Scherzer backed out of participating in the Midsummer Classic, after earning a roster spot for the seventh straight season, with back stiffness which cropped up after his start on the road in Detroit late last month and bothered him again after his start this past Saturday.

“We all kind of huddled around and realized it’s probably not smart for me to be pitching in the All-Star Game,” Scherzer explained this past weekend, as quoted by MASN’s Mark Zuckerman. “It really couldn’t happen at a better time, where I can get some rest and get eight days now. I need some rest right now to let this thing fully heal up, so that I’m completely good to go for the second half.”

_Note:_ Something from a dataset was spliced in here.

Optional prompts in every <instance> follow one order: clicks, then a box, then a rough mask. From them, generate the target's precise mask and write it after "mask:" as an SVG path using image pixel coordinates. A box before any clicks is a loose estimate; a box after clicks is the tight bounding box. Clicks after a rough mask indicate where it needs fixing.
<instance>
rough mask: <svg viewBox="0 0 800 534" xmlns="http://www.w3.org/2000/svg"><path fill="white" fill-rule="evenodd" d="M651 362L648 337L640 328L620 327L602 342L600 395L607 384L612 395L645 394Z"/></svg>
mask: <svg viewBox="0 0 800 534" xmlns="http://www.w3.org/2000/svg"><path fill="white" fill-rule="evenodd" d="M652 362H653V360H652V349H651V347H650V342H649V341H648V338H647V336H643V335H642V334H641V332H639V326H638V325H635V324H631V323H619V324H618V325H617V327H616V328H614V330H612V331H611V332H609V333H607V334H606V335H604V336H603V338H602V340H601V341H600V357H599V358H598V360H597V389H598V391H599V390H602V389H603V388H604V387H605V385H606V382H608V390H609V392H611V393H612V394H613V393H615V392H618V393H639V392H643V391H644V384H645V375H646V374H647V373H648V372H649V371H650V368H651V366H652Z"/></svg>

“Our season matters so much more than the All-Star Game,” he added, “that this was an opportunity to gain rest, and not for pitching in the All-Star Game.”

Anthony Rendon, the only other National selected, cited left quad and hamstring issues in explaining his own decision to use the Break to rest and heal up for the so-called “second-half” of the 2019 campaign.

“I am honored to be able to chosen,” Rendon explained, “especially being a player vote, that my peers have that respect for me, and I appreciate it a lot, but since the game doesn’t really mean too much at the moment, except for personal reasons and we have bigger fish to fry here in D.C., so we are trying to get everyone healthy and I’m a part of that as well, so I want to be a big threat for the second half.”

Can’t really question or complain about the thinking in both players deciding to skip the All-Star Game, especially with things going the way they are in Washington.

The Nationals need both of them healthy in the second half, so the rest of the NL roster will have to win it on their own.

We’ll probably watch anyway, though not with as much interest as we would if Rendon was playing and Scherzer was pitching. You? Are you tuning in or taking advantage of the night off from Nationals baseball to do something else?